Not cheap, but most special.
The one thing the nutty retro film movement has succeeded in accomplishing – and it’s not great photography – is the wild escalation of the prices of some of the classic cameras of the 1950s and 1960s. Quite why anyone would waste time processing film with its poor quality and great fragility compared to digital images beats me. Yeah, I know. And LPs sound better too, right? Uh huh. Just go easy on the funny cigarettes.
The two ‘go to’ makers of the time were Franke & Heidecke – Rolleiflex – and Ernst Leitz – Leica. Both were German, needless to add, and that’s a good thing as the last thing you want in your camera maker is a sense of humor. (If you wanted large format the maker of choice was Linhof, sharing roots in the Fatherland).
When the highest quality images were required without resorting to cumbersome plate cameras the Rollei, with its large 6x6cm negatives (over 3 times the area of the 35mm alternative) was the choice of the most famous photographers of the time. Beaton, Capa, Lee Miller, Avedon, Arbus, Adams, Erwitt, Vivian Maier all used Rolleiflexes. Heck, Fred Astaire, trained by none other than Richard Avedon, used no fewer than three in Funny Face, and if you have not seen that then your have little interest in photography.
So my small Home Theater display of the great classics could not possibly be complete without a Rolleiflex from the peak film era and I opted for a 2.8D made in 1955. This took a good deal of searching as most cameras of that era have been beaten to death. Not this one:
The Rolleiflex 2.8D, manufactured
between Aug 1955 and Sep 1956.
It’s as near mint as these things get right down to the dual lens cap (bayonet the top part, snap closed the lower one), pristine leather case and the original instruction book. And the latter is wonderful. Read it without knowing anything about picture taking and you will be half way there by the time you are done. Why, even the self timer works, reflecting a repair by the previous owner.
Having offered supplication to the Market God (he responded favorably) I laid out a not inconsiderable amount of cash and the Rollei now adds a touch of class to the Home Theater which includes a Nikon F, a Minox B, a Contax II, a Bolex H16, a Calumet field camera and …. my first camera, the 1959 Kodak Brownie Reflex 620, given me by my parents when I was 8.
Alongside the Kodak Brownie.
The only thing these two share is the 6×6 film size.
Note the Leitz table tripod supporting the Rollei.

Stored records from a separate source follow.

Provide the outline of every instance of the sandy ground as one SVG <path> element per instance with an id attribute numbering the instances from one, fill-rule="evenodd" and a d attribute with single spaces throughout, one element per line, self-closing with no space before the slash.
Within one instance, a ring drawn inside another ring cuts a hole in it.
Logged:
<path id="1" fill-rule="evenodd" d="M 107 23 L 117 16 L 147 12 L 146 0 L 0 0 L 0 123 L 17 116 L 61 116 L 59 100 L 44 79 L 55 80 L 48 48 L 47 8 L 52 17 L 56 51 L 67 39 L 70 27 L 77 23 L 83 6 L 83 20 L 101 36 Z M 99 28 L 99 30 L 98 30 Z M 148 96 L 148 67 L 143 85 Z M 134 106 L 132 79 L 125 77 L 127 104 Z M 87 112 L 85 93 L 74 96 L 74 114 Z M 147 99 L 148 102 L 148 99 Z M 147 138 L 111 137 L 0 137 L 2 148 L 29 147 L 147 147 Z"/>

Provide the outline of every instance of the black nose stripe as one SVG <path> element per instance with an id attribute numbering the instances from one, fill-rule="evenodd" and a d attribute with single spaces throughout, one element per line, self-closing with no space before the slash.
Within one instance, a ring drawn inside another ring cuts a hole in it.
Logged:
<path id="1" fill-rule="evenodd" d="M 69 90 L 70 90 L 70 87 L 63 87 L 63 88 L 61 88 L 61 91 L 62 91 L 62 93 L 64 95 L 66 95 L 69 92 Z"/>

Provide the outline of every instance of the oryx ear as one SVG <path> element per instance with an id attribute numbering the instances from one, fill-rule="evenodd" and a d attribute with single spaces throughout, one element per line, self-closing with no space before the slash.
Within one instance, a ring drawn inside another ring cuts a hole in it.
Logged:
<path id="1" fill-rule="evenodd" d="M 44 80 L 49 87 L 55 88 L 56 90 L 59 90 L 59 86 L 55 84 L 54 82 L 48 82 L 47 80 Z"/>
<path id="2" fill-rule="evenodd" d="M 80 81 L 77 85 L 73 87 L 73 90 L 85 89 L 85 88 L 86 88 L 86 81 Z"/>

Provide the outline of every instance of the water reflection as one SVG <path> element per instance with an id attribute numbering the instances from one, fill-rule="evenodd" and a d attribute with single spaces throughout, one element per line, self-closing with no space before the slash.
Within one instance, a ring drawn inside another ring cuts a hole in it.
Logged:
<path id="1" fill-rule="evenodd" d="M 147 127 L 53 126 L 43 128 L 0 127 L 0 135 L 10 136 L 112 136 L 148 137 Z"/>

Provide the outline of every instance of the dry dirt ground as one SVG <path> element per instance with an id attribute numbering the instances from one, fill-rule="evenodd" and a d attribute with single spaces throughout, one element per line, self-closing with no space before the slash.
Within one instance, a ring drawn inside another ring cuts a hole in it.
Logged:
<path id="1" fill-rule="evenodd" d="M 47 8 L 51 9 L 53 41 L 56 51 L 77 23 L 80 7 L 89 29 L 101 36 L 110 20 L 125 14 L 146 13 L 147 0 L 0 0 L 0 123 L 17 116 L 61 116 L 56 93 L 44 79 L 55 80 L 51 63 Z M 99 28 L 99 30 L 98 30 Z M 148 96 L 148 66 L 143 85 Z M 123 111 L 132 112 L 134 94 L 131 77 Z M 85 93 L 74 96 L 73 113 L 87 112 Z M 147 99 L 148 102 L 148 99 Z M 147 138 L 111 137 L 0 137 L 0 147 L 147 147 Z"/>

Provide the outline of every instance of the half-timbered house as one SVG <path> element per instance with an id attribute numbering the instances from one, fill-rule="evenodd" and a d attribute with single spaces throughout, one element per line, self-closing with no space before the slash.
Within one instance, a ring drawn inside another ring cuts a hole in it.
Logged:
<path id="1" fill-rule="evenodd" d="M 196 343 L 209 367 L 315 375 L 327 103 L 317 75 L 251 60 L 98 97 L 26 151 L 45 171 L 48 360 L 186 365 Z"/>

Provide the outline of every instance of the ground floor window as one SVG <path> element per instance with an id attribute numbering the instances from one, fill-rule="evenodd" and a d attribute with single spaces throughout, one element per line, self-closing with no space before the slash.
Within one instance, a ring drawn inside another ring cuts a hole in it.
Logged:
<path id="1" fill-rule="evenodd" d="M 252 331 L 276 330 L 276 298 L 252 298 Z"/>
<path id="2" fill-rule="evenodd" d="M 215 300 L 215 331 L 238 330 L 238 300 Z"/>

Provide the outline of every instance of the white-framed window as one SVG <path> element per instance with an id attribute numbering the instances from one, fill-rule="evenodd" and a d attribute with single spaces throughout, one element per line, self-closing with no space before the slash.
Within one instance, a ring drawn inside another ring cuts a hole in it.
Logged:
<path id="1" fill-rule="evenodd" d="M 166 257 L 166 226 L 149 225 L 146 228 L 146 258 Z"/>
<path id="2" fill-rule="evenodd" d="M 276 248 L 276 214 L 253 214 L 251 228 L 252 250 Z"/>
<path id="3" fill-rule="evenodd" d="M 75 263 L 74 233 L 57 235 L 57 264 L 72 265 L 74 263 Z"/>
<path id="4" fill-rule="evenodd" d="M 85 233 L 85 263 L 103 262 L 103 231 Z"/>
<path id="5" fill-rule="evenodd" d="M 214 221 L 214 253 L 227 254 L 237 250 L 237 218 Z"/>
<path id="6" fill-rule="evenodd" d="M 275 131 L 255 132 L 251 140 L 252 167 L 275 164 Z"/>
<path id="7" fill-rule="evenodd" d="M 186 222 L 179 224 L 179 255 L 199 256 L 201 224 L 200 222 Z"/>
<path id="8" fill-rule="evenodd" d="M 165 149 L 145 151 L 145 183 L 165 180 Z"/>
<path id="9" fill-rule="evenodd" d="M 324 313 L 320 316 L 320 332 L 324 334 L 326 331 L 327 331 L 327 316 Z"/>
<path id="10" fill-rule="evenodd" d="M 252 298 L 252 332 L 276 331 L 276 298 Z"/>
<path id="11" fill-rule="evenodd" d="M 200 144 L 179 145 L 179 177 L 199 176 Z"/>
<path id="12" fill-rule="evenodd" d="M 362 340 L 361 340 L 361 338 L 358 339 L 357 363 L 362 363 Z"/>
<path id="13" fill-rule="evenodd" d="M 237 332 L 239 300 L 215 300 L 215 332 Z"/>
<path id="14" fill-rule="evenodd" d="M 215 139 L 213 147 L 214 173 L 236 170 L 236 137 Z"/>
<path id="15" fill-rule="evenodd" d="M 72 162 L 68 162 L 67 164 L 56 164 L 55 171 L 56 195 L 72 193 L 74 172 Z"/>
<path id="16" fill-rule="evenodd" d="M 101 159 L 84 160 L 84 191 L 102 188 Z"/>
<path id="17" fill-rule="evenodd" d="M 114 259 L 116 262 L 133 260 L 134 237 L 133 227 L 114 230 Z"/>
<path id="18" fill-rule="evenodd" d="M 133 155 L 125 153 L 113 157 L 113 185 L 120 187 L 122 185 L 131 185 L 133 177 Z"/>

In operation the Synchro Compur shutter (1-1/500 and B) is almost silent, much quieter than the one in the contemporary Leica M3. You are limited to 12 exposures on a roll of 120 film which will ensure you waste none. And the exposure guide on the rear of the camera is beyond ingenious, far superior to the near useless ones which simply recite exposure values in later models.
The intuitive exposure guide.
You can couple the shutter speeds with the aperture values by a 90 degree twist of the front right dial between the lenses, or uncouple them if you want to separate the setting of the two variables. EVs never really caught on because 1 second at f/2.8 is a whole lot easier to remember than the fact that it’s EV3 at 100 ASA. Still, they are there if you want them, but you should probably dress eccentrically and affect a German accent when using them.
The Rollei is one of the truly great exemplars of the film era.